As Abington Friends enters its next era with new leadership and fundraising efforts, the school must ensure that no one is left behind amid the flurry of change. The announcement of the Fourth Century Center and a campus master plan should benefit the school for years to come but one crucial improvement has been left out of plans for on-campus improvement.
The idea of constructing a track has been floated around for years now with a track even included in original plans for the Berman Center. The inclusion of a track in those plans was quickly abandoned due to a lack of funding but the dream of finally having a real place to practice and host meets has remained among members of the track and field and cross-country teams. Instead of pushing the idea further down the road, AFS should focus new fundraising efforts not only on renovations and the creation of the Fourth Century Center but also on a desperately needed running track and other athletics facilities.

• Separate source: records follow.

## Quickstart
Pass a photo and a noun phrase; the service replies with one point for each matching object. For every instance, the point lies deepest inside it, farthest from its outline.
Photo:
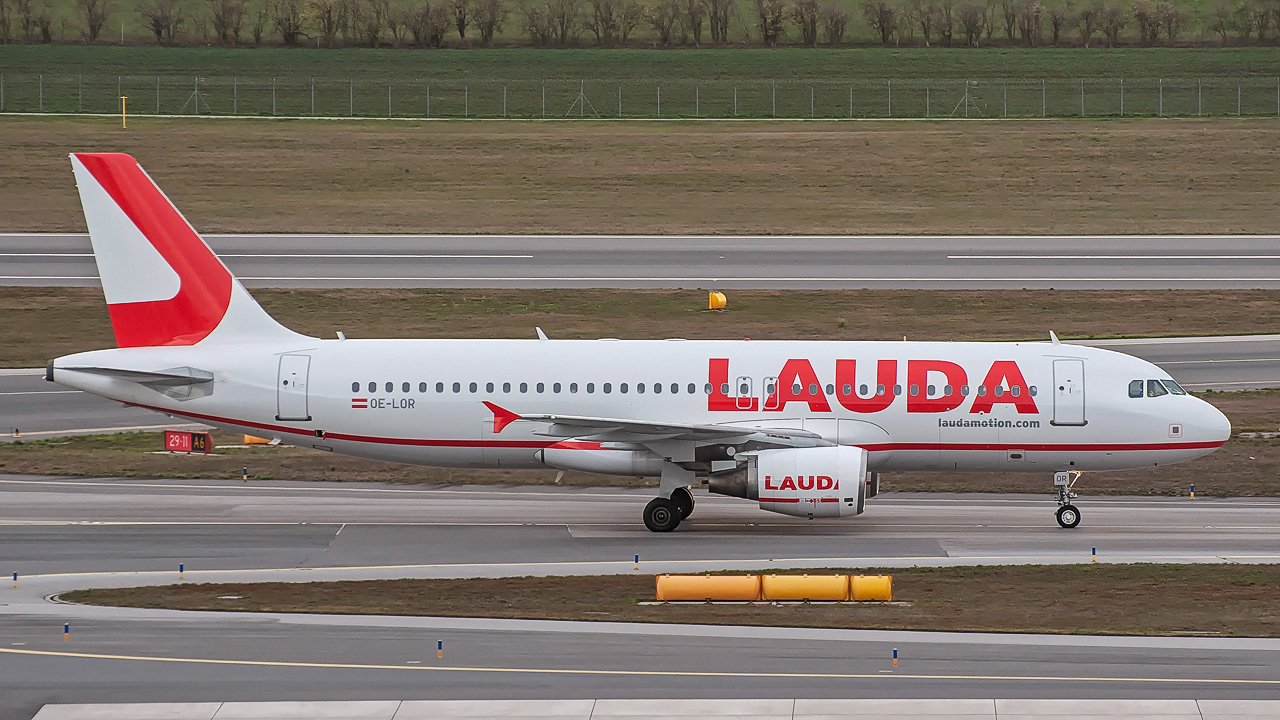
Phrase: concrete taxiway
(62, 533)
(41, 409)
(672, 261)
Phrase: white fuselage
(1027, 406)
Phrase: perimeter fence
(640, 99)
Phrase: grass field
(1228, 600)
(913, 178)
(1242, 468)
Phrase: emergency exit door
(291, 388)
(1069, 392)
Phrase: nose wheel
(1068, 514)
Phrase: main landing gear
(663, 515)
(1068, 514)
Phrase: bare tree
(946, 21)
(95, 14)
(882, 16)
(1111, 21)
(717, 14)
(924, 14)
(1087, 21)
(805, 14)
(489, 17)
(1148, 24)
(973, 18)
(694, 14)
(1246, 18)
(5, 22)
(771, 21)
(663, 17)
(1009, 13)
(1171, 19)
(1059, 17)
(536, 22)
(164, 19)
(1031, 14)
(835, 22)
(328, 18)
(228, 18)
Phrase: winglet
(501, 417)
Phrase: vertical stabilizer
(163, 285)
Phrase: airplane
(803, 428)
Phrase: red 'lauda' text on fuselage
(798, 382)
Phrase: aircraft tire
(1068, 516)
(662, 515)
(684, 500)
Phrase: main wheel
(661, 515)
(1068, 516)
(684, 500)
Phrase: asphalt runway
(41, 409)
(673, 261)
(73, 533)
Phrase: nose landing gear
(1068, 514)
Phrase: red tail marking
(206, 286)
(501, 417)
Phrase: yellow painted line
(631, 673)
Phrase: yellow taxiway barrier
(831, 588)
(740, 588)
(871, 588)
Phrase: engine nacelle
(602, 461)
(805, 482)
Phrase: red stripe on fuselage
(577, 445)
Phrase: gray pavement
(41, 409)
(63, 533)
(71, 533)
(720, 261)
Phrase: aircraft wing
(621, 429)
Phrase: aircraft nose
(1214, 424)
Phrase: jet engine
(805, 482)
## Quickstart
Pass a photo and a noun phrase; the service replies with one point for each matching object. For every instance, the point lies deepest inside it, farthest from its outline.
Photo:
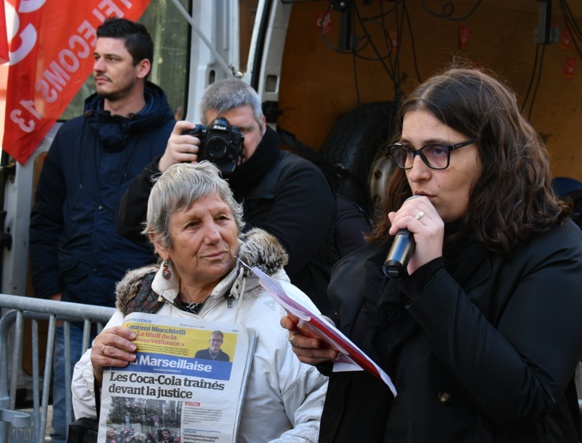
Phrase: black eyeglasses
(434, 156)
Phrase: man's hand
(181, 148)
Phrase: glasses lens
(399, 155)
(437, 156)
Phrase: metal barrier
(15, 425)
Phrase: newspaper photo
(187, 384)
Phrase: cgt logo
(51, 43)
(24, 39)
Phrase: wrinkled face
(215, 342)
(204, 241)
(448, 189)
(244, 118)
(115, 75)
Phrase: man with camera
(281, 192)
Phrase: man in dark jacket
(76, 255)
(282, 193)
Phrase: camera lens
(216, 148)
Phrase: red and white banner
(51, 44)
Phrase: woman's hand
(113, 347)
(420, 217)
(307, 346)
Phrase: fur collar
(256, 248)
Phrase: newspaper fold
(351, 358)
(175, 385)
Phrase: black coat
(488, 360)
(74, 249)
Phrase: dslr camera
(221, 143)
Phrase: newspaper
(351, 358)
(177, 386)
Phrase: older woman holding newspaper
(195, 225)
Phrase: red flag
(51, 56)
(3, 35)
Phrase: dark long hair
(512, 199)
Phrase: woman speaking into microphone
(482, 331)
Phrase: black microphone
(400, 252)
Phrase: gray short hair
(180, 186)
(224, 95)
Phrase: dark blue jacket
(74, 248)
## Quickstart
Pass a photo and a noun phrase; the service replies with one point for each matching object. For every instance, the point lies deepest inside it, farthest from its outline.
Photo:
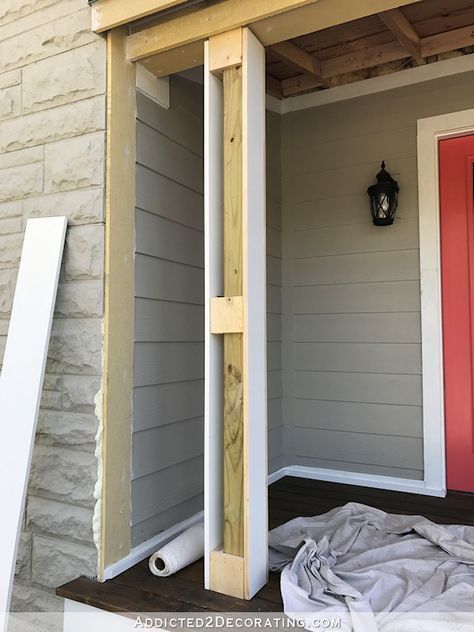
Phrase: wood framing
(397, 23)
(226, 315)
(239, 541)
(119, 290)
(107, 14)
(271, 21)
(392, 51)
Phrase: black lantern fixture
(383, 198)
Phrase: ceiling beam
(404, 32)
(379, 55)
(107, 14)
(289, 52)
(272, 21)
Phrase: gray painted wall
(167, 442)
(352, 350)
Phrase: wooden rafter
(404, 32)
(379, 55)
(271, 21)
(297, 57)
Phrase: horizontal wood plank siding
(352, 330)
(168, 433)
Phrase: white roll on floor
(186, 548)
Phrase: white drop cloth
(374, 568)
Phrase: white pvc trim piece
(21, 380)
(144, 550)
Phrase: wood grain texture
(138, 591)
(233, 343)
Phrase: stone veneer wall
(52, 122)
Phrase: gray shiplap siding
(352, 339)
(167, 443)
(168, 437)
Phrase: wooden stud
(404, 32)
(108, 14)
(233, 343)
(225, 50)
(226, 315)
(119, 296)
(302, 60)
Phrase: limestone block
(85, 206)
(51, 400)
(21, 157)
(45, 40)
(74, 163)
(11, 10)
(28, 599)
(81, 299)
(56, 562)
(84, 253)
(11, 209)
(66, 428)
(79, 392)
(74, 75)
(10, 249)
(73, 119)
(10, 102)
(8, 79)
(49, 517)
(23, 557)
(63, 474)
(76, 346)
(18, 182)
(7, 290)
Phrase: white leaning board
(21, 381)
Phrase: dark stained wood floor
(137, 590)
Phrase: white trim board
(430, 131)
(144, 550)
(21, 380)
(398, 79)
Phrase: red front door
(456, 159)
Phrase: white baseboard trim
(357, 478)
(140, 552)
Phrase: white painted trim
(430, 131)
(21, 380)
(357, 478)
(399, 79)
(144, 550)
(213, 286)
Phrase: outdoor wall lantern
(383, 198)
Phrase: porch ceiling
(416, 34)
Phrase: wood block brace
(227, 315)
(227, 574)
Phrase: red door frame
(456, 161)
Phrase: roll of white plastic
(186, 548)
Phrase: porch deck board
(137, 590)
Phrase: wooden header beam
(401, 28)
(271, 21)
(108, 14)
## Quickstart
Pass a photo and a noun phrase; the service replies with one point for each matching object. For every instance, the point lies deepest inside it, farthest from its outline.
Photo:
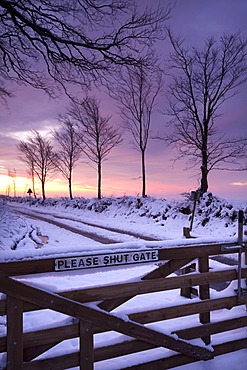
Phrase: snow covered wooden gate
(23, 348)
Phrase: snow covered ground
(215, 218)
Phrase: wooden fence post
(14, 334)
(86, 346)
(203, 264)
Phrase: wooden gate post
(14, 334)
(203, 264)
(86, 346)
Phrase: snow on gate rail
(22, 348)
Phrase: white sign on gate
(109, 259)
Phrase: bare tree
(12, 176)
(136, 92)
(204, 80)
(37, 153)
(73, 41)
(98, 136)
(70, 149)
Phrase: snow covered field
(215, 218)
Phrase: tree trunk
(204, 180)
(70, 188)
(99, 179)
(143, 175)
(43, 189)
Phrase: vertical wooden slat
(86, 346)
(203, 264)
(14, 334)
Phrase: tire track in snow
(91, 235)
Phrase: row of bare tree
(85, 43)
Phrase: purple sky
(31, 109)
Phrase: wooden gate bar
(55, 302)
(86, 346)
(14, 333)
(160, 272)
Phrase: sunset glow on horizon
(31, 109)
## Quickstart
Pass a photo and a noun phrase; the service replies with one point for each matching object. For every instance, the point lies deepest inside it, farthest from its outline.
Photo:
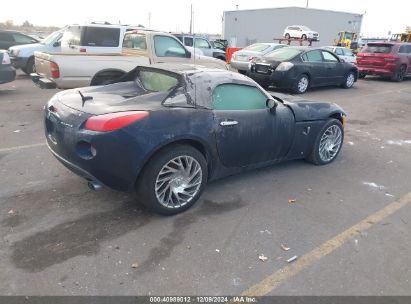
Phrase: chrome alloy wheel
(350, 80)
(330, 143)
(178, 182)
(303, 84)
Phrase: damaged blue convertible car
(165, 130)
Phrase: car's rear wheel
(302, 84)
(328, 143)
(173, 180)
(349, 80)
(30, 66)
(399, 74)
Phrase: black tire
(145, 186)
(399, 74)
(30, 66)
(315, 156)
(348, 80)
(299, 89)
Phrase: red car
(389, 59)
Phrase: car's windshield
(156, 81)
(283, 54)
(257, 47)
(50, 38)
(377, 48)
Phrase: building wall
(244, 27)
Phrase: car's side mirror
(271, 105)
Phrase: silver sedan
(241, 58)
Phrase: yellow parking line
(277, 278)
(21, 147)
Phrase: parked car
(301, 68)
(201, 125)
(344, 53)
(203, 44)
(22, 56)
(301, 32)
(388, 59)
(241, 58)
(140, 47)
(10, 38)
(95, 38)
(7, 72)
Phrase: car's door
(204, 46)
(246, 131)
(314, 64)
(6, 40)
(334, 68)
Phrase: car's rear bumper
(19, 62)
(376, 71)
(7, 73)
(42, 82)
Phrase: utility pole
(191, 19)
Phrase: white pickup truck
(140, 47)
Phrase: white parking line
(16, 148)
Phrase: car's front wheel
(302, 84)
(349, 80)
(328, 143)
(173, 180)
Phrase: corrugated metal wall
(249, 26)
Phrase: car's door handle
(227, 123)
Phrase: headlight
(284, 66)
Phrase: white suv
(301, 32)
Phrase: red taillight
(114, 121)
(55, 71)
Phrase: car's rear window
(257, 47)
(283, 54)
(378, 48)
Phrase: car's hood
(305, 110)
(26, 46)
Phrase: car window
(135, 41)
(339, 51)
(313, 56)
(101, 36)
(202, 43)
(22, 39)
(348, 52)
(6, 37)
(156, 81)
(71, 36)
(168, 47)
(328, 57)
(403, 49)
(283, 54)
(188, 41)
(238, 97)
(378, 48)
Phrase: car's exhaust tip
(93, 185)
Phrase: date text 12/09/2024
(203, 299)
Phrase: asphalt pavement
(57, 237)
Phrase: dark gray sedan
(7, 72)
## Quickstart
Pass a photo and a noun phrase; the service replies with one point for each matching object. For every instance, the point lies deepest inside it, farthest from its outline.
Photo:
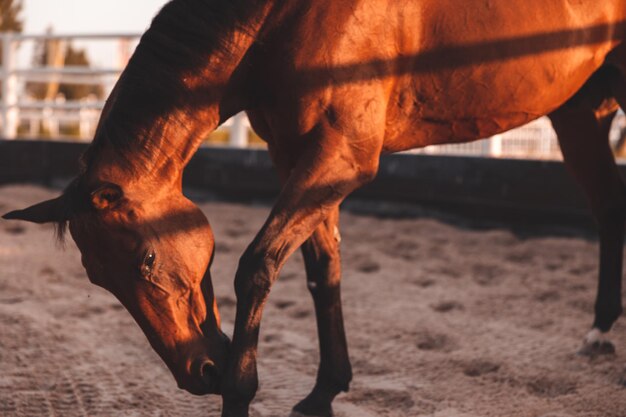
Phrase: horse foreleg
(583, 135)
(323, 269)
(324, 175)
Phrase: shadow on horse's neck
(170, 96)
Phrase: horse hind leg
(582, 126)
(323, 269)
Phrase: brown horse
(330, 85)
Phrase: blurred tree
(10, 19)
(58, 54)
(78, 58)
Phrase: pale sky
(87, 17)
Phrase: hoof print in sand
(284, 304)
(595, 349)
(368, 266)
(479, 367)
(550, 388)
(435, 342)
(447, 306)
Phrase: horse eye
(148, 263)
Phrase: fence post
(496, 146)
(238, 135)
(9, 87)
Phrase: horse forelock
(73, 202)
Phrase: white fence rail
(18, 111)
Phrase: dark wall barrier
(485, 187)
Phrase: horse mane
(178, 42)
(151, 86)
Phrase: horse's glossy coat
(330, 85)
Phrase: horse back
(419, 73)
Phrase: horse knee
(254, 274)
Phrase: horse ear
(44, 212)
(106, 196)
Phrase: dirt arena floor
(442, 321)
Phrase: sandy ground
(442, 321)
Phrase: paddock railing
(24, 116)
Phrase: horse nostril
(209, 375)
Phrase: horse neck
(184, 103)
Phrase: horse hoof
(596, 344)
(309, 408)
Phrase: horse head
(151, 248)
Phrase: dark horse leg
(323, 269)
(582, 126)
(328, 169)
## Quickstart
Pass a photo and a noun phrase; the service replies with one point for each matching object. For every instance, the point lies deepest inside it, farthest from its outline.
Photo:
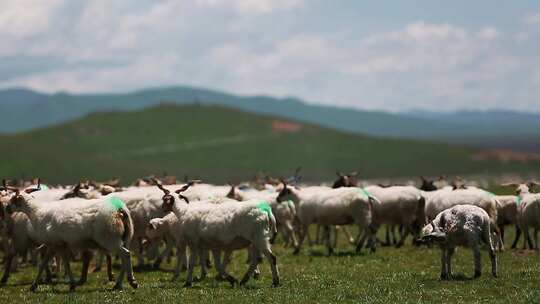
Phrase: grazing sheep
(325, 206)
(76, 224)
(507, 214)
(226, 226)
(528, 212)
(461, 225)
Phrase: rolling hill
(221, 144)
(25, 110)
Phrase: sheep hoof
(72, 287)
(445, 277)
(117, 287)
(33, 288)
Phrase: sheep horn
(184, 198)
(185, 187)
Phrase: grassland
(219, 145)
(406, 275)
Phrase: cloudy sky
(389, 55)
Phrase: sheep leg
(272, 260)
(44, 264)
(444, 263)
(203, 261)
(98, 264)
(289, 230)
(328, 240)
(449, 253)
(527, 238)
(304, 231)
(222, 273)
(7, 266)
(251, 268)
(516, 239)
(86, 258)
(404, 233)
(477, 260)
(336, 229)
(110, 274)
(127, 268)
(180, 260)
(191, 265)
(166, 251)
(66, 259)
(536, 239)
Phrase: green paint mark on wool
(365, 192)
(291, 203)
(116, 203)
(265, 207)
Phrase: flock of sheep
(198, 220)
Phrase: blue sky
(385, 55)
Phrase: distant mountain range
(24, 110)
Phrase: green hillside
(220, 144)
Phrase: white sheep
(328, 207)
(400, 206)
(76, 224)
(226, 226)
(528, 211)
(461, 225)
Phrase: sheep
(63, 226)
(528, 211)
(461, 225)
(400, 206)
(325, 206)
(507, 213)
(226, 226)
(284, 213)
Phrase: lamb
(461, 225)
(104, 224)
(528, 211)
(342, 206)
(226, 226)
(507, 214)
(285, 213)
(400, 206)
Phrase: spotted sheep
(461, 225)
(224, 227)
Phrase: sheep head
(287, 193)
(432, 234)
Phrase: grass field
(219, 145)
(406, 275)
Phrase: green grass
(218, 145)
(389, 276)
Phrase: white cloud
(24, 18)
(488, 33)
(252, 6)
(532, 19)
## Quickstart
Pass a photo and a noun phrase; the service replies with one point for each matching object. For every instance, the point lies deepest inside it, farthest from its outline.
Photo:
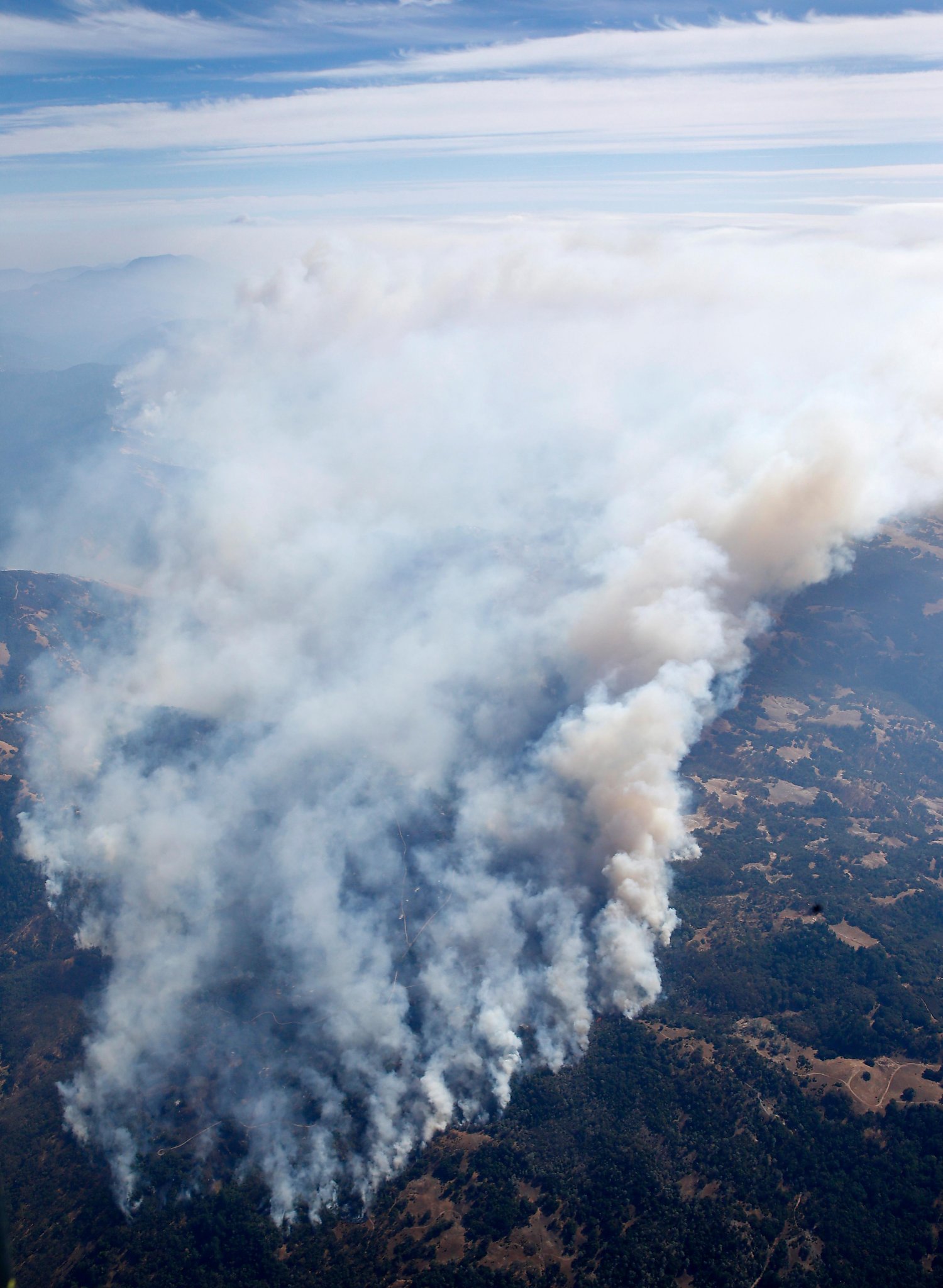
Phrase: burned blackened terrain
(776, 1118)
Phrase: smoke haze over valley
(470, 742)
(463, 535)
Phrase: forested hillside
(776, 1118)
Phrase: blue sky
(125, 124)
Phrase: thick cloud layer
(472, 528)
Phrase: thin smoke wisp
(378, 800)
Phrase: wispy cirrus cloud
(530, 115)
(908, 38)
(94, 31)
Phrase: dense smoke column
(464, 540)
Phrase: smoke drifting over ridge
(470, 539)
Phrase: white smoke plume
(378, 800)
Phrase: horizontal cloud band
(468, 532)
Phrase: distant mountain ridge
(121, 309)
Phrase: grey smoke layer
(472, 528)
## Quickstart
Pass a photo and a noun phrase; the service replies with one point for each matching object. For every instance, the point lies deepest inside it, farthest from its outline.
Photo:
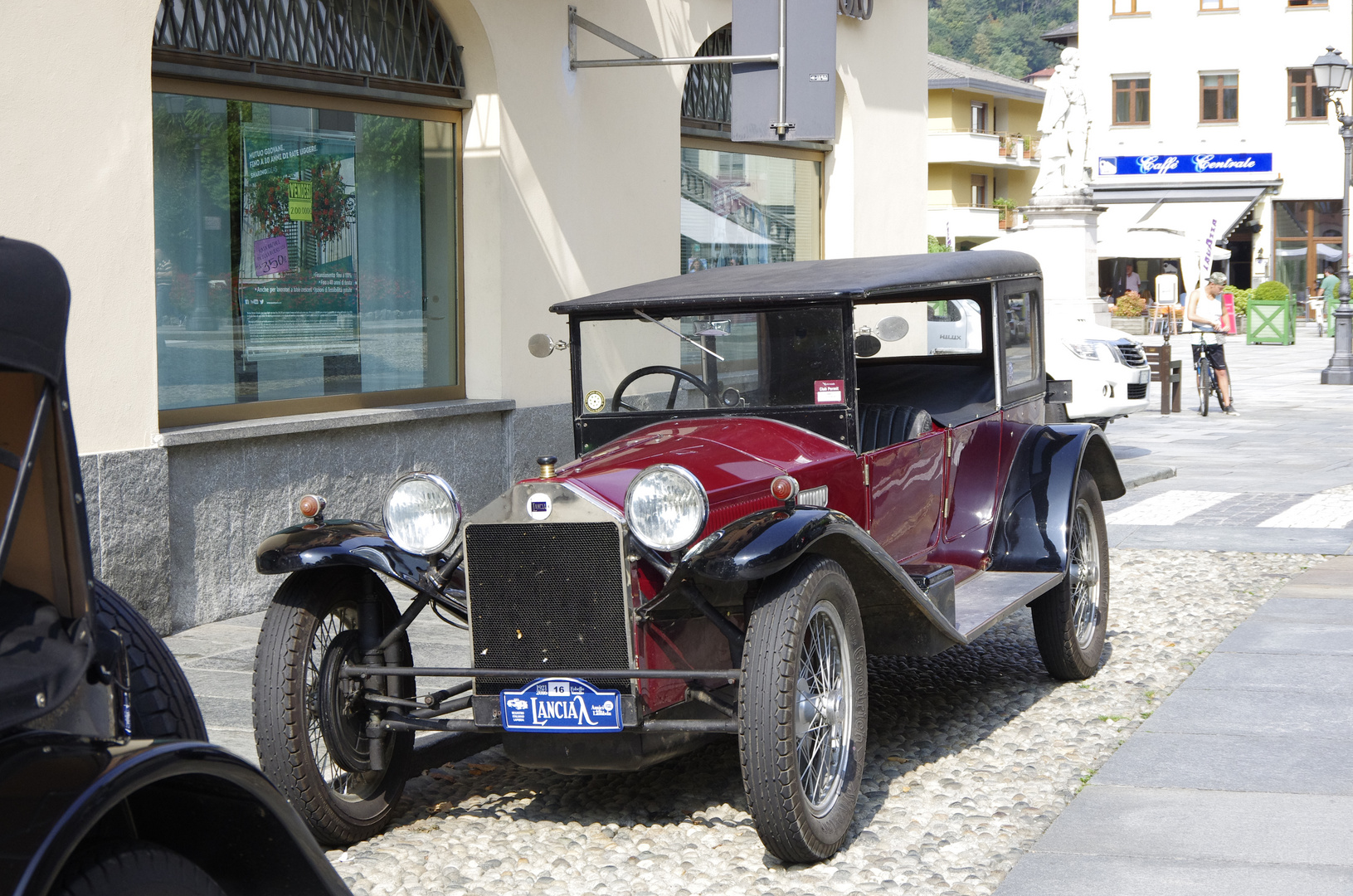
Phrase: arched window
(306, 176)
(388, 45)
(740, 203)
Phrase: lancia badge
(538, 506)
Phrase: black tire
(135, 869)
(297, 715)
(802, 815)
(1069, 621)
(161, 700)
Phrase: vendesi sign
(1199, 164)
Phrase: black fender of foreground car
(62, 793)
(338, 543)
(1033, 528)
(898, 616)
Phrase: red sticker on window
(828, 392)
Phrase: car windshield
(700, 362)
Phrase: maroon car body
(825, 466)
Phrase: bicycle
(1206, 373)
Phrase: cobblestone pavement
(971, 754)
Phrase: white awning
(703, 226)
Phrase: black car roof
(34, 304)
(810, 280)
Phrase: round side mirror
(868, 345)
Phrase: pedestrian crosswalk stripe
(1168, 508)
(1331, 509)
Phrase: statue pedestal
(1063, 233)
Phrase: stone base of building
(173, 528)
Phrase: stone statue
(1063, 132)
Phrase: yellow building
(981, 148)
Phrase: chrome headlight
(666, 508)
(421, 514)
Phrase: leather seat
(883, 426)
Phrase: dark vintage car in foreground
(107, 786)
(781, 470)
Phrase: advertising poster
(298, 242)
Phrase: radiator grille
(546, 596)
(1132, 355)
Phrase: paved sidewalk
(1241, 782)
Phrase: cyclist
(1203, 315)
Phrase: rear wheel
(161, 700)
(1069, 621)
(310, 723)
(804, 711)
(135, 869)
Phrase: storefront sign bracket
(645, 57)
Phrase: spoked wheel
(310, 723)
(1069, 621)
(804, 707)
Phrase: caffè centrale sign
(1199, 164)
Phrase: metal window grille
(397, 44)
(705, 100)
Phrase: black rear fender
(340, 543)
(898, 616)
(1034, 521)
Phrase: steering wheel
(675, 373)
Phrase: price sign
(271, 256)
(298, 199)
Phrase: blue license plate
(561, 704)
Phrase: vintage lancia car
(780, 470)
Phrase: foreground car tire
(161, 700)
(137, 869)
(804, 711)
(1069, 621)
(309, 726)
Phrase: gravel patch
(971, 754)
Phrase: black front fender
(191, 797)
(1034, 524)
(898, 616)
(338, 543)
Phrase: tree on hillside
(999, 34)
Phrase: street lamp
(1333, 75)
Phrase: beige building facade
(309, 271)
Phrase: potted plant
(1129, 314)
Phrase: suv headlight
(666, 508)
(421, 514)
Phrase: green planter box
(1269, 323)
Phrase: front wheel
(310, 723)
(1070, 621)
(804, 711)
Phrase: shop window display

During all three seasons I run in for AFS, I am unable to spend my Tuesdays and Fridays on the same pristine polyurethane surface as my competitors, with its perfect flatness and precisely measured curves. Instead, I run in a centuries-old graveyard. I navigate pinecones, ginkgo berries, and the roots of trees that protrude through the uneven asphalt. As I make sharp, 90-degree turns rounding the meeting house I can look forward to quick shifts in incline that my peers at Germantown Friends, Friends Central, or the George School would find laughable. More importantly, I worry the hard surface, tight turns, and uneven paths make me far more susceptible to injury.
Starting around a year ago, I began to experience pain in my right calf around the same time the intensity and frequency of my workouts in the graveyard increased. I pushed through much of the limping and discomfort that spring, but when the same overuse injury returned stronger in the fall I had no option but to stop running completely for the winter track season. I believe that the conditions of the graveyard played a large part in injuring my calf and am not the only AFS athlete that has suffered from the makeshift solutions that we are forced to rely on in the absence of actual track and field facilities.
Two years ago, Stella Simpson ‘26 suffered a severe concussion after falling headfirst while practicing hurdling in the senior hallway. Stella spent much of the remainder of the year out due to the injury and is still dealing with the aftereffects which include chronic migraines. The blow would have been much less severe if Stella had been able to hurdle on the softer surface of a track. The issue of a track is not simply about having a fancy surface for students to run fast on. The decisions required to make do with the current situation have brought real, lasting consequences for athletes.
On top of injury concerns, practicing the pole vault, high jump, long jump, and triple jump without any of the proper facilities means that athletes have to put vaulting and jumping techniques together for the first time at the meets themselves. You can only learn so much of the pole vault in the Stewart Lobby.
We can’t expect athletes to feel fully prepared for competition if they’ve never had the opportunity to properly practice their events, and we certainly can’t expect our athletes to stay healthy if we are forced to put them into situations that threaten their well-being.
Still, past the concerns around injuries, one could argue that AFS track and field has done a pretty good job with what it has. Over the last five years, the team has climbed up the Friends League with the boys finishing third for the first time in history last season. On top of that, we have sent multiple athletes to National Championships and even produced a PAISSA state champion.
These are all wonderful achievements but the school must recognize that they happened in spite of our lack of a track. Realistically, the team can only do so well without the proper resources for high-performing athletes, and often the best athletes either don’t come to AFS in the first place or look to leave as they discover better opportunities elsewhere.
Two summers ago I volunteered to run with a prospective student, a seventh-grader, bound to hit heights no one had touched before on the distance team. Overall he seemed interested in the school and was satisfied with the coaching situation, but there was an evident sense of hesitancy about him. For high school, the runner did not end up coming to AFS, and what did we expect? Serious student-athletes don’t go where they feel unequipped to perform at their peak potential.
Students aren’t the only ones who recognize the need for a track. When I sat down with athletic director Jeff Bond he said, “A track would be outstanding for the AFS community.”
Along with the wide range of opportunities that it would give to track and field athletes Bond said the “year-round physical fitness benefits to having a track on campus for our P.E. classes for our community, for all types of people”
Still, Bond said “ [A track] requires money and it requires a commitment to spend money on this specific infrastructure improvement.”
It will cost money but so do all school improvements and there is clearly both a need and support for this crucial improvement to be implemented as soon as possible.
Yes, this is about having a nice flat surface for runners who want to practice like everyone else, but it is also about much more. It is about showing student-athletes that AFS cares. It is about showing them that their well-being is a priority. Perhaps most importantly it is about insisting that their success matters.